BRUNSWICK – The curtain rises on the Maine State Music Theatre summer season in four months, and Steven Peterson is ready.

He’s lined up the shows and hired the directors, and is making casting decisions about the season-opening production of ”Always … Patsy Cline,” scheduled to open June 9.

Before then, there are a million details to attend to – marketing decisions, ticket-sales strategies, fundraising opportunities, hiring interns and old-fashioned glad-handing.

But the biggest task that Peterson faces involves ensuring that longtime artistic director Charles Abbott gets a proper send-off.

Abbott plans to retire as artistic director at the conclusion of the season in August, although no one would be surprised to see him act and sing on stage or direct a show in the future.

”Chuck has spent 30 years with this theater in some capacity or another,” says Peterson. ”That accomplishment is remarkable and honorable.”

Abbott will be busy in hands-on ways this season.

He will direct ”My Fair Lady,” opening June 30, and will appear in the season-closing production of ”Spamalot.” In some way or another, he’ll have something to do with each of the four shows that goes up at Maine State.

It’s been that way since he became the theater’s artistic director in 1991, succeeding theater founder Victoria Crandall. Prior to his appointment, Abbott acted, directed and choreographed shows going back to the early 1980s.

On July 12, he will be the subject of a ”Chuck Roast” at the Harraseeket Inn in Freeport.

”We’re going to go out of our way to make sure Chuck receives the recognition he deserves,” Peterson said.
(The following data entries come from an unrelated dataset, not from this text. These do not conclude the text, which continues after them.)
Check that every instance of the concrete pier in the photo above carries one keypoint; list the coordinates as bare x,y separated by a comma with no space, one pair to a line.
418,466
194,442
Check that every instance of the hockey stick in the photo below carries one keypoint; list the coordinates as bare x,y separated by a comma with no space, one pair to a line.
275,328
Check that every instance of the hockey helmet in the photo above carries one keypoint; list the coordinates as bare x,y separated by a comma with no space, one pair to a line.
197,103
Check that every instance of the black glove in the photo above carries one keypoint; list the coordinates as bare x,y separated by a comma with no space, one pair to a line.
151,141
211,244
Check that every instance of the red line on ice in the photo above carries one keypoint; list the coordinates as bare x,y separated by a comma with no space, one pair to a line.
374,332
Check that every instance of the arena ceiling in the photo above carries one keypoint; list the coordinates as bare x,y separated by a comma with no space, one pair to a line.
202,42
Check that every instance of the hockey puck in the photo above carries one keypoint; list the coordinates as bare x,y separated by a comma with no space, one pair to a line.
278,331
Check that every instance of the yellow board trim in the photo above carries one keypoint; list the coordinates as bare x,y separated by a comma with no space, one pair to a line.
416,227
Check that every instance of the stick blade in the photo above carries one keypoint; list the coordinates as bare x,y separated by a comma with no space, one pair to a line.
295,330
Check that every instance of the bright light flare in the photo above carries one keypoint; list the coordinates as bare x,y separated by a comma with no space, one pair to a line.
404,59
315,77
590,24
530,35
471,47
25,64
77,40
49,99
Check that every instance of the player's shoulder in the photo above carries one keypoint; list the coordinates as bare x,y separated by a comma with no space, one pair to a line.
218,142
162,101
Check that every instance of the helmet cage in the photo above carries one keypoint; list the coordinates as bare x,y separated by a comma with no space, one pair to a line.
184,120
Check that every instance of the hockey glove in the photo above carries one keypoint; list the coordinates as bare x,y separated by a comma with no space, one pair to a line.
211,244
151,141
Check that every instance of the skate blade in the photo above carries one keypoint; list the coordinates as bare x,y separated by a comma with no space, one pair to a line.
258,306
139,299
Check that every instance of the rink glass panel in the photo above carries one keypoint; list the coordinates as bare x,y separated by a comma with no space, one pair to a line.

Abbott’s retirement marks a major transition at Maine State. The theater’s board has decided not to replace him. As a result, Peterson will assume the dual role of artistic and executive director.

The move makes economic sense, and should lead to a more efficient operation at the theater. It also means that Peterson is vested with artistic authority, although he promises he won’t be ”the be-all and end-all” when it comes to artistic decisions.

It’s not uncommon for theaters to operate with a single authority, particularly in this economy. The closest example can be found at Portland Stage Company, where Anita Stewart holds the titles of artistic and executive director.

And let’s not forget, Maine State began with just one person in charge. Crandall, the theater’s founder, filled both roles during the company’s formative years.

Peterson has his hands full.

It’s no secret that Maine State suffered at the box office last summer. Many of the theater’s loyal subscribers stayed away from ”A Light in the Piazza” and ”The Drowsy Chaperone.”

The season was considered too edgy by some, and they expressed their unhappiness by staying away.

In a letter to subscribers, Peterson defended last year’s decision to schedule shows with less name recognition by citing their artistic accomplishment.

”We cannot simply rotate Rodgers and Hammerstein titles through a constant cycle, regardless of how popular they are with some. An arts organization, particularly a nonprofit arts organization, should stimulate thought, feeling, questions, and trends,” he writes.

This year’s shows – ”Always … Patsy Cline,” ”My Fair Lady,” ”Chicago” and ”Spamalot” – have more recognition and proven track records.

The hope is that will translate to better box-office numbers; the theater cannot afford a lackluster season at the box office.

Besides, it would be a shame to send Charles Abbott on his way with anything less than a full house.